Consumerism Initiatives

6.9%

Effects of the Economy

6.9%

Increased Consumer Cost Sharing

5.6%

Compliance Issues

4.2%

Other

2.8%

Advances in Health Care Technology

1.4%

Population Health and Wellness Initiatives

1.4%

Below is an infoGraphoid MCOL published earlier this week illustrating the e-poll results on this question. The designer of this graph informed me it looked like a green Pac-Man (the ACA respondents) vomiting a rainbow (of all the other respondents.)

Regarding winners and losers, here’s what stakeholders thought 2014’s fortunes would bring to other stakeholders:

Losers:

Hospitals – 56% say Hospitals are the big losers (only 18% said better off; 26% the same)
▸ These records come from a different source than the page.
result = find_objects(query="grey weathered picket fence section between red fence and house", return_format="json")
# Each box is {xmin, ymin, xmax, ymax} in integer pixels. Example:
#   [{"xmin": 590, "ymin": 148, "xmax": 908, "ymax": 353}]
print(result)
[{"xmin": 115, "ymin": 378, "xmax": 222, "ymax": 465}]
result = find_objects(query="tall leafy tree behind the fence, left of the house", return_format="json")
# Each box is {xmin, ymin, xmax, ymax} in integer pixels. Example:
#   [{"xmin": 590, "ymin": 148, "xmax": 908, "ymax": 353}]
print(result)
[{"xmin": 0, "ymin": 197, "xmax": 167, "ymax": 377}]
Physicians – 53% view Physicians as worse off (only 8% said better off; 38% the same)

Employers  - 52% think Employers are worse off (only 15% said better off; 33% the same)

Consumers  - 51% placed them in the losers column (34% said better off; 15% the same)

Status Quo:

Pharmaceutical – 60% see Pharmaceutical organizations as staying the same (29% said better off; only 11% said worse off)

Winners:

Health Plans – 47% say Health Plans as the big winners (29% said they will stay the same; 24% said they will be worse off)

It’s interesting that the stakeholder that the ACA was designed to benefit – the Consumer – is not viewed by stakeholders as the biggest beneficiary. It’s also interesting that last year respondents didn’t view health plans fortunes near as positive – at the start of 2013, 27% replied health plans would be better off;  34% said the same; and 39% said worse off.